We were now, however, to have a truth brought home to us which few that have had real or varied experience in such matters can have failed to be impressed by — that publishers are bitter bad judges of an author, and are seldom safe persons to consult in regard to the fate or fortunes that may probably await him. Describing the agreement for this book in September 1841, I spoke of a provision against the improbable event of its profits proving inadequate to certain necessary repayments. In this unlikely case, which was to be ascertained by the proceeds of the first five numbers, the publishers were to have power to appropriate fifty pounds a month out of the two hundred pounds payable for authorship in the expenses of each number; but though this had been introduced with my knowledge, I knew also too much of the antecedent relations of the parties to regard it as other than a mere form to satisfy the attorneys in the case.
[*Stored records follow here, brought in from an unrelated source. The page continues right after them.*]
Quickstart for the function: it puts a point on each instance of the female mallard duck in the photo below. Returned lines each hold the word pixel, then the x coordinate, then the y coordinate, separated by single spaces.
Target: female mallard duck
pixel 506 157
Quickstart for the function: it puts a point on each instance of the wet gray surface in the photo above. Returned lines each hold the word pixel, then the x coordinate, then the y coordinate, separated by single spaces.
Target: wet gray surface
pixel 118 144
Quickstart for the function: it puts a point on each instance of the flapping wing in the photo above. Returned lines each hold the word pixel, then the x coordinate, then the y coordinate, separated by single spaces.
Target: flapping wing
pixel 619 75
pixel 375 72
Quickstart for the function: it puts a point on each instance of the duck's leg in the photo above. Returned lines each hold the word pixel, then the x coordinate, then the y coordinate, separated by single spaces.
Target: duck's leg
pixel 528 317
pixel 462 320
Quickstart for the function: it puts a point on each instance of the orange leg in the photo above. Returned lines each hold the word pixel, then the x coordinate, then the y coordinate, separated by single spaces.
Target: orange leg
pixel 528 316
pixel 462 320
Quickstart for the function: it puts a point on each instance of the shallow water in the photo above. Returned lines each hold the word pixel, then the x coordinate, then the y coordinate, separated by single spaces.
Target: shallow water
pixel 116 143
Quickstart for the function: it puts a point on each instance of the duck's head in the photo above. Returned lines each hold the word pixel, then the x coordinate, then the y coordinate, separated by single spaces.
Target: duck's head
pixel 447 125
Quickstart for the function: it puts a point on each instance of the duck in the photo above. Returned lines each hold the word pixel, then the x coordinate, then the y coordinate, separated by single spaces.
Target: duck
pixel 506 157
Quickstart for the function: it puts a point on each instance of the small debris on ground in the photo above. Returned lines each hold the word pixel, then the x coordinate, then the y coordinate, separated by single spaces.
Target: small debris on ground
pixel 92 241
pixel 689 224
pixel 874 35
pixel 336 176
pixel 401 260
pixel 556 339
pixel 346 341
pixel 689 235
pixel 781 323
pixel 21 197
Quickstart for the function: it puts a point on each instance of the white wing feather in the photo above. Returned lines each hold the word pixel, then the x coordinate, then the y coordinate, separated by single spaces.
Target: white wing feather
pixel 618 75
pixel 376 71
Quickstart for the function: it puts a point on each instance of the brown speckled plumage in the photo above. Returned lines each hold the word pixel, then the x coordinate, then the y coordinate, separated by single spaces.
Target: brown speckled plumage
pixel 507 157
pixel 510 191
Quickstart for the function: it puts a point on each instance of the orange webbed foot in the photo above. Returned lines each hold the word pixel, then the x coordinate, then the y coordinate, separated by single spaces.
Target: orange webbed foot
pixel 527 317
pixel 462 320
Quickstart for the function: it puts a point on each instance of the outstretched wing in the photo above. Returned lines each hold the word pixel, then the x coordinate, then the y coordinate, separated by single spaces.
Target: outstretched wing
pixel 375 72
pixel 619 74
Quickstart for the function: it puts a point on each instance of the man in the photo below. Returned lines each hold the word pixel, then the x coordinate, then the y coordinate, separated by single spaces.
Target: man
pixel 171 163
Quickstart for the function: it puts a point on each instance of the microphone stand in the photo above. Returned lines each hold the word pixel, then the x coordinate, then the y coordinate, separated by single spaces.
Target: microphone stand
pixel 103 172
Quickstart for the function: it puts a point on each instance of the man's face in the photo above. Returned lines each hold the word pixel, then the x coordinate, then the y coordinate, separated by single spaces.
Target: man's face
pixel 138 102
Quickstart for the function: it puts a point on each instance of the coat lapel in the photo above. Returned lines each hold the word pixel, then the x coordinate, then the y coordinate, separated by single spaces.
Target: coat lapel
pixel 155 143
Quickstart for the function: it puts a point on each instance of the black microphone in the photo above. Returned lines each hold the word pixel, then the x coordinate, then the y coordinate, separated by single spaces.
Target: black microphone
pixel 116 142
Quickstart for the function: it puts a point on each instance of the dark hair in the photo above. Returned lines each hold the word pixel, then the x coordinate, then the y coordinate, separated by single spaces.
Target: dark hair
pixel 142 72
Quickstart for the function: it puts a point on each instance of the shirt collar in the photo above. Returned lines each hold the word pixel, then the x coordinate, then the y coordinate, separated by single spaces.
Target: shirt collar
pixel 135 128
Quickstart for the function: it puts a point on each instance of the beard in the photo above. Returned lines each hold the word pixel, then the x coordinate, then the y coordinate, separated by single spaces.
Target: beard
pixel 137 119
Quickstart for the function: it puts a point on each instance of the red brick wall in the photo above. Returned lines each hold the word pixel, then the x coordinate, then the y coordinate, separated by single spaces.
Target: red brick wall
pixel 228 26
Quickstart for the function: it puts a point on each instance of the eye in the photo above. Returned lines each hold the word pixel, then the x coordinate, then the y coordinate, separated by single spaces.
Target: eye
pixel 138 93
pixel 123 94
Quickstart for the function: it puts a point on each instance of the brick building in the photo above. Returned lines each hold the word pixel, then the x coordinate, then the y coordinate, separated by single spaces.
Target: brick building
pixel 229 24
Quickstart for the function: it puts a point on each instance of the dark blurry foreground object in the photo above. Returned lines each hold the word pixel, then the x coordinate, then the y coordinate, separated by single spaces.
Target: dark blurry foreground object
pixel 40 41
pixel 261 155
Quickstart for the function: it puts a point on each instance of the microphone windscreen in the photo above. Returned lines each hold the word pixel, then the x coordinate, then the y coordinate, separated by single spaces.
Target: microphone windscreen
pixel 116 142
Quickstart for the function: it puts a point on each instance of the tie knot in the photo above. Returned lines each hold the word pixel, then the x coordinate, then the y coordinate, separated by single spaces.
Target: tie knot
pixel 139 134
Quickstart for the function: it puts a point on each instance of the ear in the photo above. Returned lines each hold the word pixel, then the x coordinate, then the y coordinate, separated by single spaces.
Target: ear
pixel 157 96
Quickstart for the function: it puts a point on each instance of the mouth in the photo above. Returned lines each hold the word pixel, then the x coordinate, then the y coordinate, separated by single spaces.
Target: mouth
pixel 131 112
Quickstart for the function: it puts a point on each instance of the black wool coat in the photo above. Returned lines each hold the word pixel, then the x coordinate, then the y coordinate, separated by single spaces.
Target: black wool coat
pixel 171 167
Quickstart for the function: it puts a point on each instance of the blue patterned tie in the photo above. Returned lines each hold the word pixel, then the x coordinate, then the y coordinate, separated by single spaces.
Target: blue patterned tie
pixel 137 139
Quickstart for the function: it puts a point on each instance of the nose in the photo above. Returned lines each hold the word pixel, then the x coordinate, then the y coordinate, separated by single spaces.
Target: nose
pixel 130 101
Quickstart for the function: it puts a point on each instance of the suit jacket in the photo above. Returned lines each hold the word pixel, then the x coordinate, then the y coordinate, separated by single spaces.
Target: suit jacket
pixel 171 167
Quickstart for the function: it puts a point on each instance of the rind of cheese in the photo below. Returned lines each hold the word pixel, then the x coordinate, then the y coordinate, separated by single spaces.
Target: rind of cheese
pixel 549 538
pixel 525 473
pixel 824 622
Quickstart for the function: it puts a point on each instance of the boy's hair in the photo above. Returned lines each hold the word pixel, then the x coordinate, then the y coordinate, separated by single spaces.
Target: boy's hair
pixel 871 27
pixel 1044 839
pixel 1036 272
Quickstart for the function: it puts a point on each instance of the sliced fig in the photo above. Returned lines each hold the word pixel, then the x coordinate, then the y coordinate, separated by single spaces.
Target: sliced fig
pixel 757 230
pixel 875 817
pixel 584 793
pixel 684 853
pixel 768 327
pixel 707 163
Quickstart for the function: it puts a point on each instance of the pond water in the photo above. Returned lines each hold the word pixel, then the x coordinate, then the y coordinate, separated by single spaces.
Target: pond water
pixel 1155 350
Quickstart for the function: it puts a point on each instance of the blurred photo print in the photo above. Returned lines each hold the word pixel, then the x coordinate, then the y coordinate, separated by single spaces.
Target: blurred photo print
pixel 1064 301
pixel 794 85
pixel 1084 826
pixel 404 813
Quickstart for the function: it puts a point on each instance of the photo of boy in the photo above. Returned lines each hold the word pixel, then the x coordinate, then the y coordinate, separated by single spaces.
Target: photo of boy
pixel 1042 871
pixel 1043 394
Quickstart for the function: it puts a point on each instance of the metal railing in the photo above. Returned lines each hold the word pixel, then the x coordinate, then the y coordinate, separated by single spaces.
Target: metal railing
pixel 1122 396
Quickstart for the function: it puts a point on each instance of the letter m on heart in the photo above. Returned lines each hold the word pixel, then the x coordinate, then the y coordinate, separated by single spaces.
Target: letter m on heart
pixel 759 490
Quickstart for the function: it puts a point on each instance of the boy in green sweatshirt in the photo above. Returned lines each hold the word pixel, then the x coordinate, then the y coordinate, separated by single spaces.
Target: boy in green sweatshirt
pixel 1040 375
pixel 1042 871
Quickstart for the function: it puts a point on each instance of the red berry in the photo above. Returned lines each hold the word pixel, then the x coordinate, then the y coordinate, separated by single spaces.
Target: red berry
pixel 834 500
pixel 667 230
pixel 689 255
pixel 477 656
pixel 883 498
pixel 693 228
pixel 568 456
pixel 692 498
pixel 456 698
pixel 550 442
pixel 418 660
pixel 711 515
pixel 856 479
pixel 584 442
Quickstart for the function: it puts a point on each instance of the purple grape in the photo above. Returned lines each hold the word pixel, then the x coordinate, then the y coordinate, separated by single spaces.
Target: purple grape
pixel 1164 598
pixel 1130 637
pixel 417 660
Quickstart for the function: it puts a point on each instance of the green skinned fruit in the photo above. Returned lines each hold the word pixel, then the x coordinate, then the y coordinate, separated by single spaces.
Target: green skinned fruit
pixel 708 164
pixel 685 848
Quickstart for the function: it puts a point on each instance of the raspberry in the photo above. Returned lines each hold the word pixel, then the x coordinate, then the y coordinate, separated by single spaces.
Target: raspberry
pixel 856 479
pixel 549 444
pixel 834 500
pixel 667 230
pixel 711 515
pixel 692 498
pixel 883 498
The fifth number, which landed Martin and Mark in America, and the sixth, which described their first experiences, were published; and on the eve of the seventh, in which Mrs. Gamp was to make her first appearance, I heard with infinite pain that from Mr. Hall, the younger partner of the firm which had enriched itself by
Pickwick
and
Nickleby
, and a very kind well-disposed man, there had dropped an inconsiderate hint to the writer of those books that it might be desirable to put the clause in force. It had escaped him without his thinking of all that it involved; certainly the senior partner, whatever amount of as thoughtless sanction he had at the moment given to it, always much regretted it, and made endeavours to exhibit his regret; but the mischief was done, and for the time was irreparable.